What Gordy achieved as the founder of Motown is perhaps unprecedented. He made black music a staple in the everyday lives of all people, regardless of race, gender or religion. From the unequaled songwriting of Smokey Robinson and Holland, Dozier, and Holland-to the graceful soul singing of Marvin Gaye, The Temptations, Mary Wells, Martha Reeves and Vandellas, and, of course, the beautiful and talented members of the Supremes-Motown was and still is the standard of soul music.
Wilson said there is something magical about the Motown sound.
“The 60s was a very special time,” Wilson said. “Berry Gordy and Motown had a great sense of what was out there. We all owe Berry Gordy a lot. Motown was great. There was something about the music. It crossed all boundaries. The music transcended everything.”

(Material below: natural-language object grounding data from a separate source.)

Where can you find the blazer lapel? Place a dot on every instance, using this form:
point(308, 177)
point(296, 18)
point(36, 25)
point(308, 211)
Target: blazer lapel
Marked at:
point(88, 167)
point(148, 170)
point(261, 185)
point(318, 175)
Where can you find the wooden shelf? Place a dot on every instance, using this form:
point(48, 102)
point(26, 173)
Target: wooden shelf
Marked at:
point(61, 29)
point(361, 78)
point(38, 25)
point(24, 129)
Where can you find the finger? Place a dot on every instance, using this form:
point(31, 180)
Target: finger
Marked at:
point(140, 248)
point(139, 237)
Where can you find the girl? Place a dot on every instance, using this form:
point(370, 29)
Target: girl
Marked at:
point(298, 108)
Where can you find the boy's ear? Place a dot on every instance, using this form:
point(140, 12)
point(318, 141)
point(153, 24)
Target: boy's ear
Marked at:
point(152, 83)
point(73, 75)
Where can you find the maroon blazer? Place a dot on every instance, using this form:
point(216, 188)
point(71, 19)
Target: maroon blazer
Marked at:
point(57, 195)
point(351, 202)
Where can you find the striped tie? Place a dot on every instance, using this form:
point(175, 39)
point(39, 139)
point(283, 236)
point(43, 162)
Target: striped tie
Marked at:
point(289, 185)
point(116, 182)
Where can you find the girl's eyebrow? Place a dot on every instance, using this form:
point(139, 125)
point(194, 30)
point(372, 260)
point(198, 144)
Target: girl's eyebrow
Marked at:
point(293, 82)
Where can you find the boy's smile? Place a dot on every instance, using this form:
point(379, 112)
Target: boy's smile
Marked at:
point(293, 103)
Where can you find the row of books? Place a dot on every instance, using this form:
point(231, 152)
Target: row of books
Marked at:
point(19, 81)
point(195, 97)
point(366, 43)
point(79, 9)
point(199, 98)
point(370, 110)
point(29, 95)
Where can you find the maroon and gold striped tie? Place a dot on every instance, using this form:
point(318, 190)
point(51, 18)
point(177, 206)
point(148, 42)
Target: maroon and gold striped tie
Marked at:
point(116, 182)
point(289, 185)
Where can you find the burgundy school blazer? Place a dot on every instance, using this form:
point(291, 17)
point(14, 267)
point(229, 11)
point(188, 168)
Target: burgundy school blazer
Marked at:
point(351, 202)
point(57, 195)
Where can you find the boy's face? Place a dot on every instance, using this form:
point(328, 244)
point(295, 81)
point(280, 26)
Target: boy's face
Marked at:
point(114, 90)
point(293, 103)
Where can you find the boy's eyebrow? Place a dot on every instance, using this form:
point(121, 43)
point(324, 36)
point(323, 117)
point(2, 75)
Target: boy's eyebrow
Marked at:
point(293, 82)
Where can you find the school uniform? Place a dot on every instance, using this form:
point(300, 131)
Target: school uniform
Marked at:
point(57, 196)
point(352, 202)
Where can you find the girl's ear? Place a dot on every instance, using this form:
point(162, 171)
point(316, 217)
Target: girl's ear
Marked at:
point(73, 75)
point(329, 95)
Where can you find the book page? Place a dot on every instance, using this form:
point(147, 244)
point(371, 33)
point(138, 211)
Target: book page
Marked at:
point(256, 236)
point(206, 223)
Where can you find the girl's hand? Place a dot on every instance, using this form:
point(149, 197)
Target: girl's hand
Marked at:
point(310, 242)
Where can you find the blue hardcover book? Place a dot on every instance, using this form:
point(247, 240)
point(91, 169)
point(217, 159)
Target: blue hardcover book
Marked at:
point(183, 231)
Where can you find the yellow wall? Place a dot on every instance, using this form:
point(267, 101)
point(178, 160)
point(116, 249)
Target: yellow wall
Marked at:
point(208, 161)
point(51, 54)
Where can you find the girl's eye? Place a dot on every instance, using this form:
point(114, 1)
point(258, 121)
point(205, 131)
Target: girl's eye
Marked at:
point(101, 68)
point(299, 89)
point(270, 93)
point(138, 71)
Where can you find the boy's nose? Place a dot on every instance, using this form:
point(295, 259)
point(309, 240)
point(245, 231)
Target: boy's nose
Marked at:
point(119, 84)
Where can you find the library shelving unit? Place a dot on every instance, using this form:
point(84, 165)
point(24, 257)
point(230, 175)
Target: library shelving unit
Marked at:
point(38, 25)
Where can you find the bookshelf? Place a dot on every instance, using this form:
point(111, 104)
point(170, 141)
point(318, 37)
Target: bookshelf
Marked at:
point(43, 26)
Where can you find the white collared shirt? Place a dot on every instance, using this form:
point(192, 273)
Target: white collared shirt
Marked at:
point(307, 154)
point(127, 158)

As an original member of the Supremes, along with Diana Ross and Florence Ballard, Wilson and the group enjoyed the type of fame and success that one can only dream about. Gordy and Motown gave the world three songbirds. The Supremes turned around and gave the world harmonious enjoyment, pumping out a dozen No.1 hits, including Baby Love, I Hear a Symphony and Back in My Arms Again. Wilson considers herself blessed to have had that opportunity.
“Having been with the Supremes, it was a dream come true,” Wilson said. “This was a time when it was a good time for people to become rich and famous, especially black people. We were there at a good time.”
The Vandellas were also there, cranking out their own niche in the midst of the talent-rich Motown machine. Among the hits that made the Vandellas popular were up tempo songs like Dancing in the Streets, Nowhere to Run, (Love is Like) A Heatwave, and Jimmy Mack.
The Contours with Joe Billingslea are best known for their dance-infused single, “Do You Love Me (Now That I Can Dance) hit that went to No. 2 on the Billboard music charts, so the crowd can expect to get up and move a little bit when the group hits the stage. Wilson, who has also become a well-known author after writing her bestselling autobiography, “Dreamgirl: My Life as a Supreme,” prefers to slow it down when she is singing, opting for the intensity of a love song rather than jumping all over the stage.
That doesn’t mean to suggest she’s lost a step or two from her Supremes’ heyday. Considering herself to be a rocker, Wilson still has the physical equipment, charisma and energy to wow any crowd. As long she is performing, Wilson says she’s having the time of her life. And she has no plans of slowing down.
“I love what I do,” Wilson said. “I’m out there all the time. When you’re in love with what you do, you don’t want to stop. The longevity is because I love performing.”